I’ve made a point of retelling most of the anecdotal evidence in this blog without questioning its credibility. I’ve done so for the simple reason that I’m not out to debunk or criticise, and instead just want to have a laugh with some of the stories – however, even I have to hold my hands up every now and then and go “oh fuck off, this one’s got to be nonsense”.
I lean towards at least wanting to believe a cryptid encounter story when there are real, accountable people behind it. In order to tolerate the ridicule involved with cryptid sightings you have to be either a very committed hoaxer or genuinely believe that you saw something unusual. If you’re willing to put your head above the parapet and take the inevitable ensuing shitstorm of publicity right in the eyes and mouth, then I’ll give you the respect you deserve and listen to your story. Provided, of course, that you rinse your face and use a little mouthwash first.
The stories of the Ningen have no such accountability – reports are vague, with no specific names involved, and all the evidence comes from artists’ interpretations and clearly photoshopped pictures. However, the creature is still somewhat of an internet sensation, presumably because the Ningen has got to be one of the creepiest suggestions for a big unknown sea monster going:
Admittedly, that’s one of the most extreme and exaggerated examples of a Ningen picture out there, but that doesn’t stop it being it the utterly ridiculous brainchild of a mouthbreathing spoonbanger who presumably attempts to eat trifle with his forehead.
Although all are entirely vague, most accounts of the Ningen date from around 2007 at the earliest. The crews of Japanese whale research vessels (knowing Japan, these are presumably just researching which whales are the most delicious) have apparently had several encounters with the strangely humanoid Ningen in the Antarctic Ocean. Described as ghostly white and 20-30 metres in length, the most striking features are the human-like faces and ‘arms’, which in the most absurd accounts even end in five-fingered hands. Five-fingered hands, of course, being the most efficient form of locomotion to possess in the fucking sea, which is why all humans can outswim sharks and not one of us has ever been eaten by one.

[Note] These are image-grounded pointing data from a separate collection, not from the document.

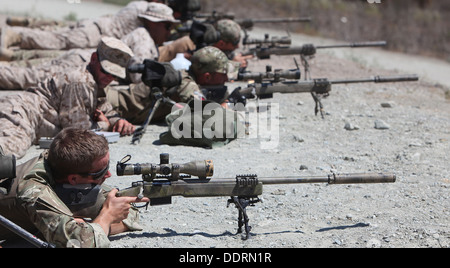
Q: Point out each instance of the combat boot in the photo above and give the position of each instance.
(9, 38)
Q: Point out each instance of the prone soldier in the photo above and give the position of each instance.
(66, 99)
(46, 191)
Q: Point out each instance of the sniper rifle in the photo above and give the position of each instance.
(282, 81)
(160, 182)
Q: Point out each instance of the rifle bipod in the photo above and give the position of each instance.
(241, 204)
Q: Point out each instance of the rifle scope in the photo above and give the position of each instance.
(274, 76)
(7, 167)
(201, 169)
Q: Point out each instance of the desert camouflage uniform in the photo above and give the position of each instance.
(36, 207)
(15, 77)
(88, 32)
(65, 100)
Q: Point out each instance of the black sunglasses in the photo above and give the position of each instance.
(97, 175)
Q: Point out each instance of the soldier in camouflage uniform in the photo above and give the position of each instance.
(225, 35)
(64, 100)
(143, 41)
(210, 66)
(76, 158)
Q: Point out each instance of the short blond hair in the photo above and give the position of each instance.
(73, 151)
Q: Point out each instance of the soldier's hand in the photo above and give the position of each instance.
(115, 209)
(123, 127)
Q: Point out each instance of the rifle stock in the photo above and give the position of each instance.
(243, 190)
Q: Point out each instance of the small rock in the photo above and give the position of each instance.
(297, 138)
(380, 124)
(373, 243)
(350, 126)
(387, 104)
(303, 167)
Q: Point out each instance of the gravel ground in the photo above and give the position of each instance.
(412, 212)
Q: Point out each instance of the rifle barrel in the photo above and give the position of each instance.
(24, 234)
(379, 79)
(335, 179)
(275, 20)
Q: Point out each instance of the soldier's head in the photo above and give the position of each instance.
(158, 20)
(229, 35)
(110, 61)
(79, 157)
(211, 66)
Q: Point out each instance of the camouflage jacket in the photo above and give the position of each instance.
(73, 97)
(133, 102)
(54, 220)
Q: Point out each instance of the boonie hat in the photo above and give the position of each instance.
(114, 56)
(158, 12)
(229, 31)
(212, 60)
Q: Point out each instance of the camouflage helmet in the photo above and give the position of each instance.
(211, 60)
(114, 56)
(158, 12)
(229, 31)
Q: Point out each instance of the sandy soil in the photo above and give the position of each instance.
(412, 212)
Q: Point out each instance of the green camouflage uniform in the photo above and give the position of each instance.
(34, 205)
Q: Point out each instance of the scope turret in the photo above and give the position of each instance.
(201, 169)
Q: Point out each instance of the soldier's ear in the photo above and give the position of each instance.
(72, 179)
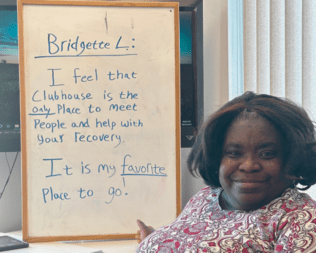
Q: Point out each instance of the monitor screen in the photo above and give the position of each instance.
(9, 81)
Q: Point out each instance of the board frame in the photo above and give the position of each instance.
(24, 149)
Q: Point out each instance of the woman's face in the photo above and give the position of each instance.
(251, 167)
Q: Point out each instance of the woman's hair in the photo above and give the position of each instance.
(291, 121)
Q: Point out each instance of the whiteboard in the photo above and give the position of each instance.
(100, 118)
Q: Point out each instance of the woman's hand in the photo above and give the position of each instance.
(143, 232)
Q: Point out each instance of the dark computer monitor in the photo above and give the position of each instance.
(9, 81)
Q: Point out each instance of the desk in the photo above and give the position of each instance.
(106, 246)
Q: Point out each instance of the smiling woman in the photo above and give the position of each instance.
(252, 153)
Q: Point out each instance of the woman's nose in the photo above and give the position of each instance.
(250, 164)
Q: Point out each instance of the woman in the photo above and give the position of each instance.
(252, 153)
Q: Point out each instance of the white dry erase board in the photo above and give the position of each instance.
(100, 117)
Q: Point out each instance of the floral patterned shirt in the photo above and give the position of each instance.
(287, 224)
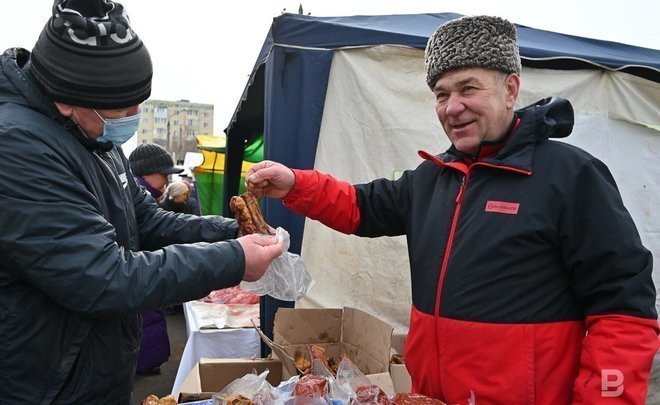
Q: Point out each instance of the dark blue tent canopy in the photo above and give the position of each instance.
(285, 94)
(320, 35)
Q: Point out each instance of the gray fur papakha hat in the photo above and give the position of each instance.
(472, 42)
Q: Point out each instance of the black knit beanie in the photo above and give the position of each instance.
(150, 158)
(87, 55)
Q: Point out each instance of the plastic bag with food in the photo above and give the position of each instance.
(286, 278)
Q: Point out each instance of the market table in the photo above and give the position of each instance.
(212, 333)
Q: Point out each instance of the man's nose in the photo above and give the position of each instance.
(454, 105)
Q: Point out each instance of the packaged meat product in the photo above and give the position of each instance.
(370, 395)
(415, 399)
(311, 386)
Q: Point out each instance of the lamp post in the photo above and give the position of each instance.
(175, 133)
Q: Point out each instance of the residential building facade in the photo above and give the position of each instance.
(174, 124)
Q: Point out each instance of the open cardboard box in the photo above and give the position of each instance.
(212, 375)
(399, 373)
(363, 338)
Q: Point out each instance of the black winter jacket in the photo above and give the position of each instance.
(84, 251)
(530, 283)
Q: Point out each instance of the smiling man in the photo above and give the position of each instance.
(85, 249)
(530, 283)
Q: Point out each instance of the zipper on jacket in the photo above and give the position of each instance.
(450, 241)
(454, 222)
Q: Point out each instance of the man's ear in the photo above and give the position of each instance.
(64, 109)
(512, 84)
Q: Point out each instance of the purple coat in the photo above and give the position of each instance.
(155, 344)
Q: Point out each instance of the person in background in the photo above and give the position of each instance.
(193, 201)
(85, 249)
(176, 198)
(530, 283)
(152, 165)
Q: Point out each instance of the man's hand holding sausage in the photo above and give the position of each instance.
(269, 179)
(259, 251)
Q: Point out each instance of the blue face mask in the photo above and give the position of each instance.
(119, 130)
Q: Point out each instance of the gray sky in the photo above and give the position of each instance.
(204, 50)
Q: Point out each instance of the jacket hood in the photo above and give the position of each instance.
(553, 117)
(550, 117)
(17, 87)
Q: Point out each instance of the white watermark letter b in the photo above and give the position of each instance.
(611, 382)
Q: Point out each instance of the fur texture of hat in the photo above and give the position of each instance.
(472, 42)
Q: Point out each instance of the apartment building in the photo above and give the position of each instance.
(174, 124)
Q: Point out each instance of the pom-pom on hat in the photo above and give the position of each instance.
(472, 42)
(150, 158)
(87, 55)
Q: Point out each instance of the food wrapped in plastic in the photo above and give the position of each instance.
(370, 395)
(311, 386)
(287, 277)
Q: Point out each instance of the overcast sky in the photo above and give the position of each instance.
(222, 38)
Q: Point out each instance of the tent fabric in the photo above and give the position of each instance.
(347, 95)
(314, 36)
(368, 133)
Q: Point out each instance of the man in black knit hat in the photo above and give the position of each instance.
(85, 248)
(152, 165)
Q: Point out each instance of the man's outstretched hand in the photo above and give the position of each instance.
(259, 251)
(270, 179)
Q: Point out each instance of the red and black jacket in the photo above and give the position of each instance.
(514, 258)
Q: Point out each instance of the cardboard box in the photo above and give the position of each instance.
(365, 339)
(212, 375)
(399, 373)
(401, 381)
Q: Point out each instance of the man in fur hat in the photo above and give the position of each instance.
(530, 284)
(85, 249)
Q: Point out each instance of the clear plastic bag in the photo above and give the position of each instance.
(286, 278)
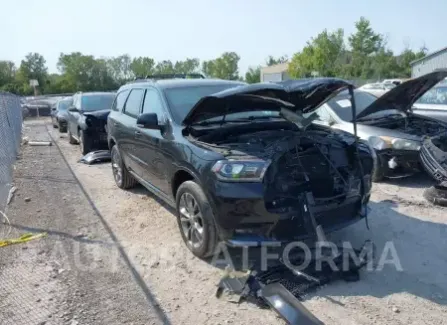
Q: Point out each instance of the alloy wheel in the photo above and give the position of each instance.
(191, 220)
(116, 167)
(81, 142)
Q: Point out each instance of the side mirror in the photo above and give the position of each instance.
(148, 121)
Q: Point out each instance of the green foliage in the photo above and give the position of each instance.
(253, 75)
(273, 61)
(142, 66)
(7, 72)
(366, 56)
(224, 67)
(323, 55)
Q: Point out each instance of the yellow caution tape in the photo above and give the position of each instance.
(22, 239)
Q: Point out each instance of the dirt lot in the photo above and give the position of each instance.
(136, 270)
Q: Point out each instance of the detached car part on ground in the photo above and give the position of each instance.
(87, 120)
(59, 114)
(244, 164)
(388, 123)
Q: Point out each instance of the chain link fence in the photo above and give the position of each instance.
(10, 140)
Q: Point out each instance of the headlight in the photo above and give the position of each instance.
(240, 171)
(382, 142)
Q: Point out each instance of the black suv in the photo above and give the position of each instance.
(240, 162)
(87, 118)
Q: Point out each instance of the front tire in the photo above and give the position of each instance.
(62, 129)
(71, 140)
(123, 179)
(195, 219)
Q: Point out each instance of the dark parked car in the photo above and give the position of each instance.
(87, 120)
(388, 123)
(59, 113)
(238, 162)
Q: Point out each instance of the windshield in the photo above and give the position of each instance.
(182, 100)
(64, 104)
(341, 104)
(96, 102)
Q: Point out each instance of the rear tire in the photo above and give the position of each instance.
(123, 179)
(62, 129)
(196, 220)
(85, 143)
(71, 140)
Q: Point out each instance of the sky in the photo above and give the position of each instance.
(174, 30)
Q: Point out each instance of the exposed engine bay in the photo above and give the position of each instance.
(411, 124)
(319, 160)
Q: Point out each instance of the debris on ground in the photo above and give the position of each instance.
(437, 195)
(96, 157)
(22, 239)
(287, 305)
(11, 194)
(281, 287)
(40, 143)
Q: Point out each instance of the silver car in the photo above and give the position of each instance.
(387, 123)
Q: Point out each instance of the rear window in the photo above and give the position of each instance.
(64, 104)
(96, 102)
(182, 100)
(436, 96)
(341, 104)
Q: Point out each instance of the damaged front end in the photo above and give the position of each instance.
(434, 158)
(316, 177)
(284, 179)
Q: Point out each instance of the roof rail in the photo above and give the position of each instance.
(156, 77)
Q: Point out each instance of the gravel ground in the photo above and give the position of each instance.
(139, 271)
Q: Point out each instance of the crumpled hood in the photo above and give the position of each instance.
(101, 114)
(403, 96)
(62, 114)
(304, 95)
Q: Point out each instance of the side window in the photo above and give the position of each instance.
(133, 103)
(120, 99)
(76, 101)
(153, 103)
(323, 114)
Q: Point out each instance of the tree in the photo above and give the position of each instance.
(364, 44)
(164, 67)
(187, 66)
(7, 72)
(323, 55)
(253, 75)
(273, 61)
(406, 57)
(85, 73)
(33, 67)
(224, 67)
(120, 68)
(142, 66)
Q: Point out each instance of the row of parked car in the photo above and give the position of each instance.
(268, 161)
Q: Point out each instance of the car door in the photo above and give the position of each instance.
(115, 120)
(127, 126)
(74, 116)
(150, 143)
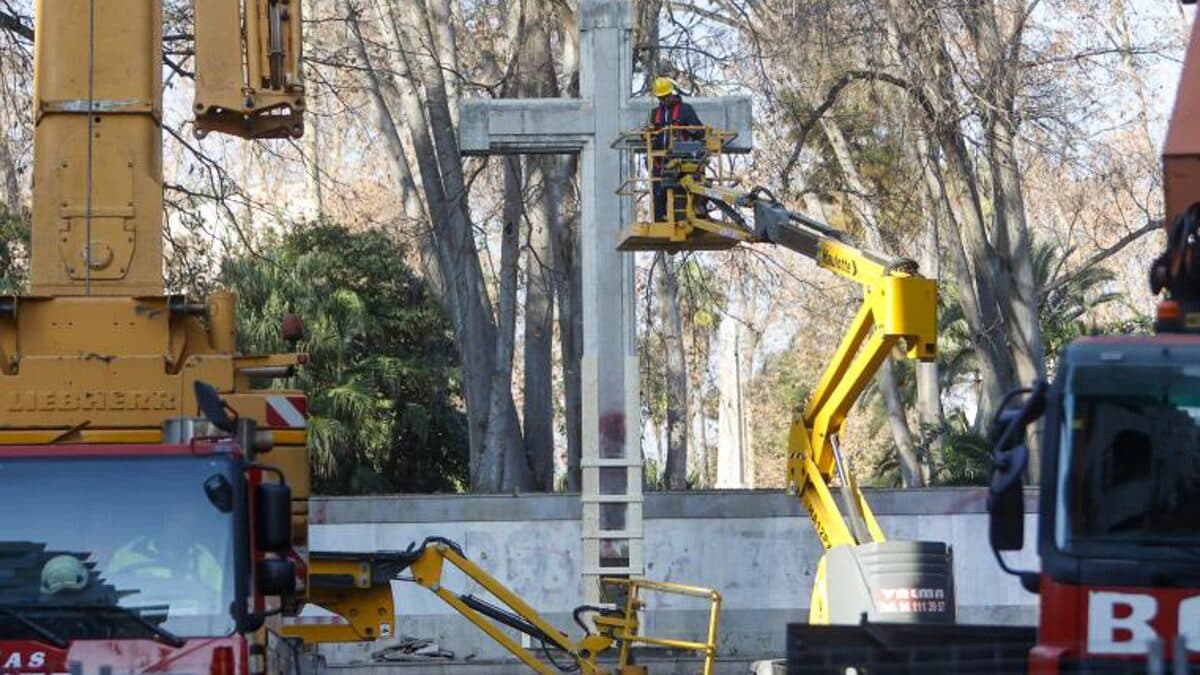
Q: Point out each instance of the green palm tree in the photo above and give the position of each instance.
(382, 376)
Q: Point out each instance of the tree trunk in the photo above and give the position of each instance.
(730, 419)
(9, 177)
(886, 378)
(435, 148)
(535, 77)
(929, 388)
(667, 290)
(504, 465)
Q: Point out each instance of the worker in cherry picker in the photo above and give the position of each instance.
(671, 112)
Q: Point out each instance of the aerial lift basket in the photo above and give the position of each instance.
(682, 163)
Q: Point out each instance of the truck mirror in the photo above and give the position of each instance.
(220, 493)
(276, 577)
(274, 507)
(211, 406)
(1006, 501)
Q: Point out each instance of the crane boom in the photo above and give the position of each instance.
(899, 306)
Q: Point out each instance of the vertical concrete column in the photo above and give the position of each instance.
(611, 461)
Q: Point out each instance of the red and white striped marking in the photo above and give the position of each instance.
(287, 411)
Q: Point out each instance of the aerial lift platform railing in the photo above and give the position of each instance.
(862, 571)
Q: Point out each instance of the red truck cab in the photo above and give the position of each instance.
(139, 559)
(1119, 532)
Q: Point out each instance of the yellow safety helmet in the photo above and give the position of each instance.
(64, 573)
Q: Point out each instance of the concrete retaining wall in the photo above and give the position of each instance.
(757, 548)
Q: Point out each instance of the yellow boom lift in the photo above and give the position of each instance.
(103, 378)
(862, 573)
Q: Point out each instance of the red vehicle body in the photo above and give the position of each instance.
(174, 587)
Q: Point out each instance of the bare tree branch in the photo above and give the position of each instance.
(1102, 255)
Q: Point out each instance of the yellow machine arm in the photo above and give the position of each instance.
(899, 305)
(358, 586)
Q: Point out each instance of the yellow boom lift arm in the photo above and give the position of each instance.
(899, 306)
(347, 583)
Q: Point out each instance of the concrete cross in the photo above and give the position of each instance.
(611, 448)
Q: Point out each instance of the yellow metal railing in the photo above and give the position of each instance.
(624, 627)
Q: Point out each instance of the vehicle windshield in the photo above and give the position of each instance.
(1129, 475)
(150, 533)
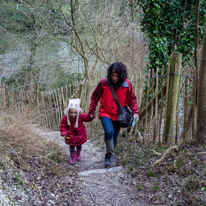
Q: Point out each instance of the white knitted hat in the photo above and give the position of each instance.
(73, 104)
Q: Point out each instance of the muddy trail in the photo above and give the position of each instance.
(97, 185)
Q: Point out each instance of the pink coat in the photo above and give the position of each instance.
(77, 136)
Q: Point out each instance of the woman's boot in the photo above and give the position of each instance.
(78, 158)
(109, 156)
(73, 157)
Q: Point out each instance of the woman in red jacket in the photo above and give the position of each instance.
(117, 75)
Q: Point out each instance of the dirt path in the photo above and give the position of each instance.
(98, 186)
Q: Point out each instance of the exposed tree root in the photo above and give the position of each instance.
(166, 152)
(157, 153)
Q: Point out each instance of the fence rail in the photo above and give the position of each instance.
(152, 105)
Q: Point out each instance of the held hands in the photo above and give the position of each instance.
(91, 116)
(136, 118)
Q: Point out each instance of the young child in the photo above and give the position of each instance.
(73, 129)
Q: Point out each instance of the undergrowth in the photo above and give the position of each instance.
(179, 179)
(22, 148)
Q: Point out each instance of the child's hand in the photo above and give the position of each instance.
(91, 116)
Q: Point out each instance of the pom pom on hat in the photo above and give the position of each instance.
(73, 104)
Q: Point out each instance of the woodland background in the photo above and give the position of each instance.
(53, 50)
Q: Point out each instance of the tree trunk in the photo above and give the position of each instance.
(196, 34)
(172, 95)
(201, 101)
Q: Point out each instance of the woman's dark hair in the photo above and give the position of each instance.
(118, 68)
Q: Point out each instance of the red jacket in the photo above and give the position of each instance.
(108, 107)
(76, 136)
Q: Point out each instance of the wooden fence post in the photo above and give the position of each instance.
(172, 96)
(194, 103)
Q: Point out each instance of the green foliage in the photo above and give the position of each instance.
(13, 17)
(191, 184)
(170, 27)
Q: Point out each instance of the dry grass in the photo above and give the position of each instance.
(17, 141)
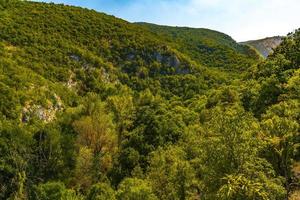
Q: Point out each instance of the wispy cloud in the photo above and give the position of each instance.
(242, 19)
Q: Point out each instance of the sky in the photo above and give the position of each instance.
(241, 19)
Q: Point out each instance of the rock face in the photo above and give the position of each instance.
(265, 46)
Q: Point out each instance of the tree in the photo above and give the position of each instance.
(171, 175)
(101, 191)
(135, 189)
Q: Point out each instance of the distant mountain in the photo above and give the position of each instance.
(207, 47)
(265, 46)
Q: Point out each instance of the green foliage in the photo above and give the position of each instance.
(135, 189)
(101, 191)
(94, 107)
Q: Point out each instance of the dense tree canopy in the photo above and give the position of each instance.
(94, 107)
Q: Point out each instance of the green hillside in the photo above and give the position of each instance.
(208, 47)
(265, 46)
(94, 107)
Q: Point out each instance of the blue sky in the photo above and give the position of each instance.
(241, 19)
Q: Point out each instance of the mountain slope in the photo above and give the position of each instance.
(208, 47)
(94, 107)
(265, 46)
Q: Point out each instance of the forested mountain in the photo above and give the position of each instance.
(207, 47)
(94, 107)
(265, 46)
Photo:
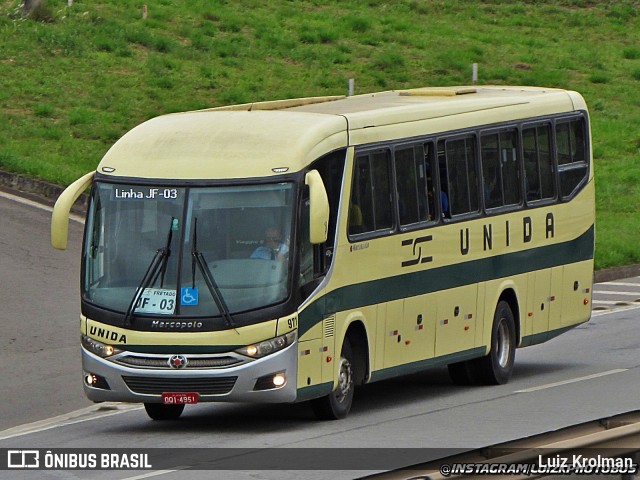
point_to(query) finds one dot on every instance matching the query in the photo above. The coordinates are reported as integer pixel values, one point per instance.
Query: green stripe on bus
(415, 367)
(314, 391)
(444, 278)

Less extreme anecdotal evidence for the Ningen seems to suggest a giant ray or manta, which would at least explain the human-like face if seen from beneath. Others have explained them away as a combination of iceberg sightings and overexcited human stupidity, which seems to be a distinct possibility for this picture from Google Earth that a Japanese magazine apparently ran while discussing the creature in 2007:
There are lots of factors that count against the Ningen when weighing up its potential credibility. The fact that it’s such a comparatively modern sensation and the lack of specificity in the anecdotal evidence are just two of them, but it’s also not helped by the pictures people keep making of the damn thing:
There’s a possibility that there’s some truth in the stories, but if there is, the reality of the animal behind them is likely to be far less absurd than any of the accounts it’s inspired. In the meantime, the Ningen looks set to continue inspiring ridiculous phallic photoshop jobs and the occasional less absurd faked Youtube video:
Of course, if they do turn out to be real, I’ve no doubt that fairly soon the Japanese will put a harpoon through one in order to show it to the world. Y’know, for ‘research’.